Ketika menonton televisi, aku paling menghindari menonton sinetron. Apalagi sinetron yang ada tokoh orang lemah(setiap sinetron ada lah yaw, biar dramatis). Aku paling ga sabaran kalau lihat si tokoh lemah diperlakukan buruk.
Berhubung acara TV bisa memilih, atau bila tidak suka bisa juga tidak nonton TV. Maka aku memilih untuk tidak mengikuti sinetron apapun. Termasuk Catatan Hati Seorang Istri yang konon ceritanya dari buku Asma Nadia yang best seller itu. Tetap aja aku malas nonton. Menurutku sinetron itu pasti lebay, dramatis, ga reaslistis.
Namun, yang terjadi padaku sore ini adalah potongan sinetron kehidupan. Sinetron yang tak mengenal jam tayang, dan tidak bisa seenaknya kita ganti saluran acaranya. Ini kisah tentang seorang anak TK yang sedari awal perkenalan menarik perhatianku.
Gio(bukan nama sebenarnya) diantar ayahnya TPA sore itu. Aku menduga Gio sudah sekolah SD. Badannya cukup tinggi bila dibanding sepupuku yang 1 SD. Tapi kondisi sosial Gio membuatku bertanya-tanya. Mungkinkah anak seperti ini bisa bersekolah normal?
Ayahnya menitipkan Gio padaku. Dipikirnya aku guru TPA. Padahal aku hanya mengantar anakku yang masih dua tahun untuk latihan TPA. Amanah ayah Gio membuatku semakin memperhatikannya.
Gio memiliki fisik lumayan. Tidak menunjukkan tanda down syndrome. Tapi ngomongnya meracau. Khayalannya berlebihan. Persis kayak cerita novel tentang skizofrenia dan gangguan kejiwaan lain. Kondisi Gio diperparah dengan teman-teman TPA yang usil. Gio di-bully. Persis seperti yang di sinetron. Tapi ini kehidupan nyata. Aku disana, kalau perlu aku jadi tokoh pahlawan disana. Tapi, ah... ternyata menjadi pahlawan di kehidupan nyata tidak semudah di sinetron. Gio kadang masih di-bully dan tidak punya teman karena keanehannya itu.

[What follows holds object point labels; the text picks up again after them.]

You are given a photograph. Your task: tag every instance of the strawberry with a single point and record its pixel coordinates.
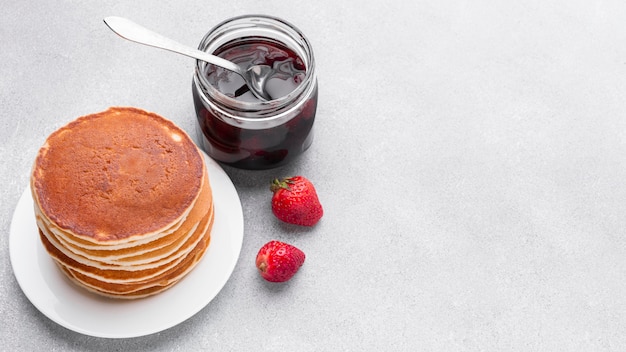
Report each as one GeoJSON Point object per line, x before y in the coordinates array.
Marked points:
{"type": "Point", "coordinates": [278, 261]}
{"type": "Point", "coordinates": [295, 201]}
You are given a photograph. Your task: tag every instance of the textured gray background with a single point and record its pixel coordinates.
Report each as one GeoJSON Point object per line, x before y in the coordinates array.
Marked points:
{"type": "Point", "coordinates": [470, 156]}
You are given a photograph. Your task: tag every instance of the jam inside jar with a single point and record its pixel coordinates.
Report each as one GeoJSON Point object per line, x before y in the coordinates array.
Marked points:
{"type": "Point", "coordinates": [237, 128]}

Kasihan. Aku jadi penasaran dengan orang tuanya. Kata orang di rumahku, ibunya itu dokter, tapi tidak praktek. Mungkin karena kondisi Gio seperti itu. Ah, jiwa 'sok' pahlawanku tiba-tiba muncul. Entah kenapa aku jadi begitu care dengan tokoh 'lemah'ku ini.

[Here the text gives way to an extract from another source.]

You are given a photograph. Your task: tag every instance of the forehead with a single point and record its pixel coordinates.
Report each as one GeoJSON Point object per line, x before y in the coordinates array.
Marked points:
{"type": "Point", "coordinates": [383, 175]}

Menurutku hambatan sosialisasi Gio ini bukan karena dia menderita penyakit down syndrome, apalagi sampai autis. Gio hanya mengalami masalah kejiwaan ringan yang aku rasa penyebabnya 100% lingkungan.
Benar saja, suatu saat aku berkesempatan main ke rumahnya. Saat itu Gio mengajak anakku bermain di rumahnya. Ya, Gio suka anak kecil. Pasti karena anak kecil sama polosnya seperti dirinya, dan tak mungkin mem-bully-nya. Hei, sikap care Gio dengan anakku menjukkan Gio sama sekali bukan autis kan? Entah kenapa orang-orang mencapnya seperti itu.
Gio tinggal bersama kedua orang tua dan kakek neneknya. Looks like dream family. Ibunya cantik dan berwawasan luas. Ayahnya sepertinya wirausahawan, waktunya banyak untuk keluarga. Neneknya juga terlihat sangat care dengan Gio.
Tapi, baru beberapa menit di rumah itu, terjadilah prahara kecil. Tapi prahara ini terasa besar, karena semua tersaji di hadapanku secara dramatis.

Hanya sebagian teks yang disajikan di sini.